Mit dieser Aussage wird vielleicht auch das Dilemma deutlich, unter welchem die DGB-Kampagne zur Stärkung der gesetzlichen Rentenversicherung leidet: die Einzelgewerkschaften unter dem Dach des DGB haben durchaus unterschiedliche Interessen, weil sie eine unterschiedliche Klientel „bedienen“. Mitglieder der Industriegewerkschaften wie IG Metall und IGBCE sind mit ihren Löhnen durchaus in der Lage und vermutlich auch willens, monatlich einen Betrag für eine zusätzliche betriebliche Altersversorgung abzuzwacken. Bei dem weit überwiegenden Teil der ver.di-Mitglieder aber dürfte das ungleich schwieriger sein. Man wundert sich, dass es überhaupt gelungen ist, die Rentenkampagne gemeinsam zu verabschieden.

Auf der Kampagnenseite der IG Metall sucht man Aussagen zur betrieblichen Altersvorsorge übrigens noch vergebens, und auch beim DGB ist eine Aussage zur Betriebsrente nicht zu finden: www.rente-muss-reichen.de.
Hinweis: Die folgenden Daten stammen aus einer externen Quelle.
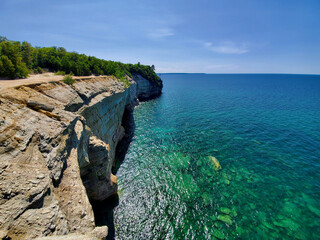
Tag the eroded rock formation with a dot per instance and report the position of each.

Das DGB-Vorstandsmitglied Annelie Buntenbach hat dem Deutschlandfunk zum gestrigen Rentengipfel ein Interview gegeben. Darin erwähnt sie quasi in einem Nebensatz die Stärkung der Betriebsrenten:

„(…), weil es nötig ist, dass die Rente auf dem heutigen Niveau auch wirklich stabilisiert wird und nicht noch weiter in den Keller geht. Aber es gibt ja auch weitere Baustellen in der Rentenpolitik, die die Koalition anpacken muss. Und da gehört die Verbesserung der Erwerbsminderungsrenten ganz oben auf die Tagesordnung. Und der zweite Punkt ist die weitere Verbreiterung und Förderung der Betriebsrenten. Es wird auch um die Frage der Unterstützung von Geringverdienerinnen und Geringverdienern gehen und die Frage der Ost-West-Angleichung. Alles das sind Baustellen, wo ich erwarte, dass die Koalition hier praktikable Antworten auf den Tisch legt. Aber für uns ganz oben an steht die Stabilisierung des Rentenniveaus, weil das die Grundlage ist, auf der die Rente in der Zukunft dann beruhen soll.“

Hier finden Sie die Eckpunkte des Entwurfs.

Über den gestrigen Rentengipfel weiß die Rheinische Post unter anderem Folgendes zu berichten:

Private Vorsorge Union und SPD haben sich bereits auf ein neues steuerlich gefördertes Betriebsrentenmodell für Einkommen bis 2000 Euro brutto und auf eine Erhöhung der Riester-Förderung geeinigt. Das Gesetz soll Anfang 2018 in Kraft treten.

Rentenniveau Nahles, die bereits am Freitag das Gesamtkonzept vorstellt, will verhindern, dass das Rentenniveau, der Anteil der Rente am Durchschnittslohn, von 48 auf bis zu 41,6 Prozent im Jahr 2045 absinkt. Sie fordert eine neue “Haltelinie” für die Zeit ab 2030. Dies kann jedoch deutlich höhere Rentenbeiträge, einen erheblich höheren Rentenzuschuss des Bundes oder den weiteren Anstieg des Rentenalters bedeuten – oder eine Mischung aus allem. Die Union verlangt eine neue Rentenkommission, die für eine solche große Reform erst in der nächsten Leigslaturperiode Vorentscheidungen treffen soll.

Reiner Heyse muss die Antwort seines Vorsitzenden eigentlich nicht mehr abwarten, denn Jörg Hofmann könnte vermutlich nur dieses berichten:

  • Die Erhöhung der Riesterförderung ist von den Koalitionspartnern eingetütet.
  • Das steuerlich geförderte Betriebsrentenmodell ist von den Koalitionspartnern eingetütet.
  • Dass die von Nahles verkündete „Haltelinie“ für das Rentenniveau bereits mit weiteren „Grausamkeiten“ für die Beitragszahler angekündigt wird, überrascht nicht wirklich. Wütend macht es trotzdem.
  • Warten wir ab, wie uns diese Ergebnisse heute und in den nächsten Tagen als politische Meisterleistungen verkauft werden. Und entlarven wir diese Mogelpackung.